Chief Norman Hardisty of Moose Cree First Nation said his community has always discussed the need of an all-season road.
“We’ve always discussed those issues and we’ve always known that there would be an all-season road, and it was a matter of time when,” he said.
The study began in 2007, with the communities suggesting potential routes.
A company called exp (formerly Trow Associates) was hired to explore the technical and environmental aspects of the project.
In 2009, a detailed analysis began on the possible routes outlined by the communities. There were initially 25 suggested inland routes and as of March 2011 these were narrowed down to four after a detailed analysis by exp.
“That analysis involved things like: What’s the lay of the land? How much water, how many river crossings? Is there significant wildlife populations?” Dean Fitzgerald, project lead for exp, said. “We merged the engineering aspects of building a road and environmental considerations. We did that because we know that environmental considerations are very important, particularly in this part of the world and its importance to the Cree people.”

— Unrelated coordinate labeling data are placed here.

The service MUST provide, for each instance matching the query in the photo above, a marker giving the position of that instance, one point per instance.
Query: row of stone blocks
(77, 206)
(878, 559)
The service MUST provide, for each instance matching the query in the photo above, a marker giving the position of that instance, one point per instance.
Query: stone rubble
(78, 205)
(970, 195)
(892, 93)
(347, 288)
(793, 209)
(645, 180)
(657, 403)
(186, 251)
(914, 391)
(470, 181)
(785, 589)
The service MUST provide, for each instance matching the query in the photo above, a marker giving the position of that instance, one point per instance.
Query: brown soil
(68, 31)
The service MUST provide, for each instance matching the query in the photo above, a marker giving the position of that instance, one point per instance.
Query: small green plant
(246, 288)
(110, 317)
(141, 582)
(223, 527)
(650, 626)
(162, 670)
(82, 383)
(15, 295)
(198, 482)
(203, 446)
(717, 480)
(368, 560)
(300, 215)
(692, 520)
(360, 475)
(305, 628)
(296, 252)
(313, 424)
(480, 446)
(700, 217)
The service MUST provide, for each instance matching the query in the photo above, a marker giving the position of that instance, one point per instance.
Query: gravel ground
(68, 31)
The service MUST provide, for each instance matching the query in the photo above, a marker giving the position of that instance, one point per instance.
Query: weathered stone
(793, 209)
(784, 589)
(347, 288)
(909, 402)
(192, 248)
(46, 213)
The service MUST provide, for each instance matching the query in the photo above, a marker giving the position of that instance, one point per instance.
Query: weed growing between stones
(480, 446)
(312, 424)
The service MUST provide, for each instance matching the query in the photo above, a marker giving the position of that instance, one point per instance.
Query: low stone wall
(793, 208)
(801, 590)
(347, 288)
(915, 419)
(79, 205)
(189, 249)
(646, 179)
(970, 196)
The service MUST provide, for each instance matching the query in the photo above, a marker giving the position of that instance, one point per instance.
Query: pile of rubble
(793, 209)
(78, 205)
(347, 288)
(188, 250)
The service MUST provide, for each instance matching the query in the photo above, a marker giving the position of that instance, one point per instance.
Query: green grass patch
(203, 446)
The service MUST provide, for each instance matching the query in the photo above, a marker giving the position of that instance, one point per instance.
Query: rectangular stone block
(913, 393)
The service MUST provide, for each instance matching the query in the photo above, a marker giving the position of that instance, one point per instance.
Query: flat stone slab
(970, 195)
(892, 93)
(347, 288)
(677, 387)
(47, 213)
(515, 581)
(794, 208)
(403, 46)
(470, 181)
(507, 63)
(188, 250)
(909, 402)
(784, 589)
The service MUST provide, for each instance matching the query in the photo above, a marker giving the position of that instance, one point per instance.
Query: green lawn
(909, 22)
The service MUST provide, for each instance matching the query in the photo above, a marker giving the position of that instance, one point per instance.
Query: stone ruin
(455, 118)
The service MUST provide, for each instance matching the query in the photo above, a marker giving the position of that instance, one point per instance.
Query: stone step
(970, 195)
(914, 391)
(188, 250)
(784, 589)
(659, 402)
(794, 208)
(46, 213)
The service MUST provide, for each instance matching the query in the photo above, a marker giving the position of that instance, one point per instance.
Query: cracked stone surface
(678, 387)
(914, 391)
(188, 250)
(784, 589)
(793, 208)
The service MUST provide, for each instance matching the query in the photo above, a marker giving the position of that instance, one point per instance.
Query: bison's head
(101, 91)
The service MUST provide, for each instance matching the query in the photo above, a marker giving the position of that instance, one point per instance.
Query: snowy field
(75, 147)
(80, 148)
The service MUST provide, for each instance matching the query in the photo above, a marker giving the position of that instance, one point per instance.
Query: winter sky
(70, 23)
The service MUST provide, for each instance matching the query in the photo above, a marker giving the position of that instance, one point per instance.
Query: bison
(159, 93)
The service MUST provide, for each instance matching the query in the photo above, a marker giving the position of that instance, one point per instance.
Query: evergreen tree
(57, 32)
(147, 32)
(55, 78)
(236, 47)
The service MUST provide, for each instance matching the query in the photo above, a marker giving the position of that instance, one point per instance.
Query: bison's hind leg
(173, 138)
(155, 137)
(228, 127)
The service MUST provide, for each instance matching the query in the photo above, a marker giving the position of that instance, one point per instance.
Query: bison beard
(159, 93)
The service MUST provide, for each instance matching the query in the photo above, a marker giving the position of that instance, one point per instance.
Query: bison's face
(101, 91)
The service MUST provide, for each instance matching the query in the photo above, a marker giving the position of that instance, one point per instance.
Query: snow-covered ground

There are four proposed routes for the all-seasonal road, all containing a coastal road that connects Attawapiskat, Kashechewan, Fort Albany, Moosonee and Moose Factory.
The coastal route is one deemed a priority by the communities, says Fitzgerald, citing the increased access to family and goods and services.
“Everyone agrees that the coastal route is important, but the inland is up for discussion,” he said.
The four proposed routes have different starting and ending points.
Route A begins north of Constance Lake, near Hearst, Ont., traveling along the Albany River and connecting with Fort Albany and Kashechewan.
Route B starts near Hearst, going up a local road and traveling along the Kwatoboahegan River and connecting with Moosonee.
Routes C-1 and C-2 both connect with Moosonee, with C-1 starting at Smokey Falls and C-2 at Otter Rapids. A road connecting Cochrane to those starting points already exists.
Fitzgerald said in exp’s report, it estimates the inland road could cost between $350-450 million, while the coastal route could cost $250-350 million.
Community consultation and education was the last part of the pre-feasibilty stage, with exp holding community visits in each James Bay community in July, August and September. The communities are also being educated through local television and radio stations.
Hardisty said it’s important for the communities to stay focused on why an all-season road is needed.
“We need to ensure that when we make decisions, that we do it for economic reasons for each community,” he said. “I think it’s a project where the First Nations are looking forward to this.”
Solomon shares the sentiment, adding that the communities need to be prepared for the changes that will come with the road.
For instance, community members will have to abide by the Traffic Act when driving on the highways and will need to insure vehicles.
He also said there are negative aspects.
“We also need to understand and prepare ourselves that when we open our territory, industry will descend like wolves in our area,” he said. “How are the First Nations going to monitor these things? There’s going to be a lot of impact.”
Aboriginal Affairs and Northern Development Canada, FedNor and the Northern Ontario Heritage Fund Corporation are funding the study.